At a time when social network privacy — or the lack of it — is headline news, two Stanford researchers have some sobering findings about how personal data is becoming increasingly difficult to hide if we have any public presence online.
In a paper published this month in Nature Human Behavior, Johan Ugander, assistant professor of management science and engineering, and Kristen Altenburger, a PhD student in his lab, have shown that there are more ways than previously realized to reveal demographic traits that people might be trying to conceal. This work builds on one of the main threads in privacy research, which is to understand how different traits are correlated.
The Stanford paper is based on databases made available specifically for research. These reflect the kinds of information that websites make available to advertisers or reveal to outside groups when people allow third parties to access their social profiles. Given the prevalence of such data, the researchers sought to better understand what sorts of statistical inferences might end up revealing traits people have sought to conceal.
“In social data, some things are more predictable than others,” Ugander said. “We set out to study the relationship between friend networks and predictability, and ended up uncovering an inference mechanism that hadn’t been noticed before.”
At the simplest level people reveal information about themselves based on how they behave online. If a person buys diapers online, for example, they probably have a baby. That is a direct inference.

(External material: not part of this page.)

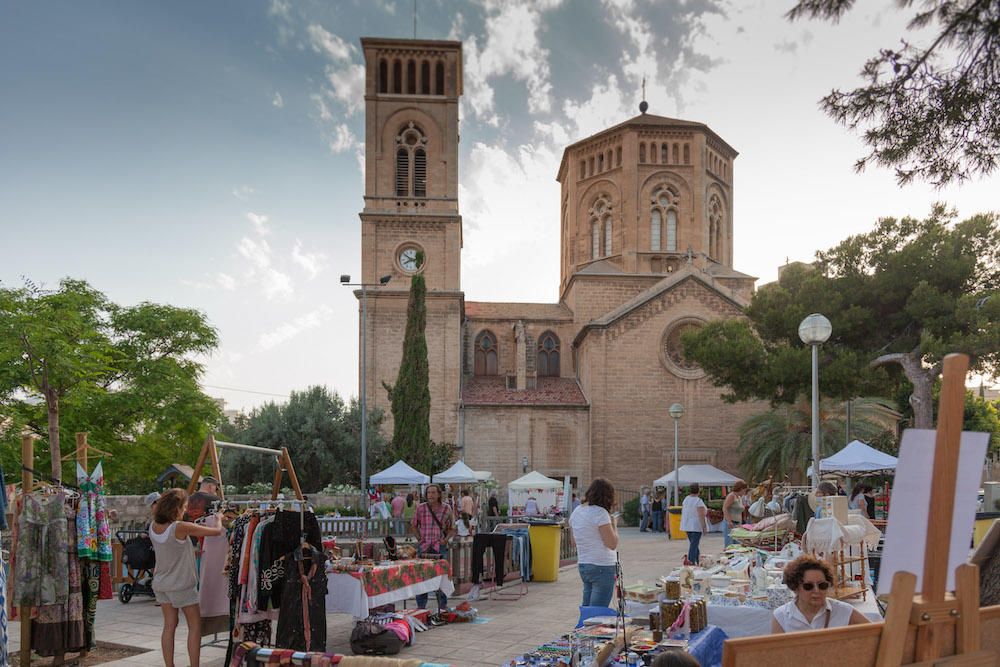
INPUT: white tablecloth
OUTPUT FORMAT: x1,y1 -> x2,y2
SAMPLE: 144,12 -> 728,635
708,591 -> 882,637
326,572 -> 455,619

A second form of inference is based on looking at our friends, or indirect inference. Researchers who have studied social media relationships have found that we tend to friend people of roughly our same age, race and political belief. So even if a person does not reveal their age, race or political views, these traits are easily and accurately inferred from friendship studies. Researchers call this tendency homophily, which stems from the Greek words for love of sameness.
But not all unknown traits are easy to predict using friend studies. Gender, for instance, exhibits what researchers call weak homophily in online contexts.
“If an unknown person in a social network has mostly male friends there’s an almost equally good chance they could be female, or vice versa,” Altenburger said.
The group’s new research shows that it’s possible to infer certain concealed traits — gender being the first — by studying the friends of our friends.
This technique works because Ugander and Altenburger have described a new social structure they call monophily, Greek for “love of one,” where people have extreme preferences for traits but not necessarily their own trait. “For example,” Ugander said, “on average it might be the case that men don’t have a clear preference for male or female friends, but that average may be obscuring the fact that some men have strong preferences for male friends while others have strong preferences for female friends.”
They observe that when there’s monophily in a network, it becomes possible to predict traits of individuals based on friends of friends, even in situations where there’s no homophily.
The Stanford team relied on standard network datasets widely studied by academics. These datasets map friendship networks and contain complete information about all of the traits of all of the individual traits, including gender. The researchers then erased the gender data for certain individuals, creating artificial unknowns, and then used their “friends of friends” analysis to see if it could make a prediction.
“It’s a fill-in-the-blanks problem,” said Ugander. “And while we find that your friends don’t tend to predict your gender, the people those friends choose to associate with, your friends of friends, tend to be more similar to you than even your friends are.”
The researchers said that the power of their new perspective, of looking at the friends of our friends, highlights the importance of protecting network data from prying hands. Any policy solution to preserve network privacy will need to consider the information contained among one’s friends of friends. They are now reapplying their technique to other unknowns to see what else may be disclosed by friends of friends.
“We’re not sure what else might be revealed in this way,” Ugander said, adding: “Unfortunately, it looks like the realm of network privacy is even smaller than we previously thought.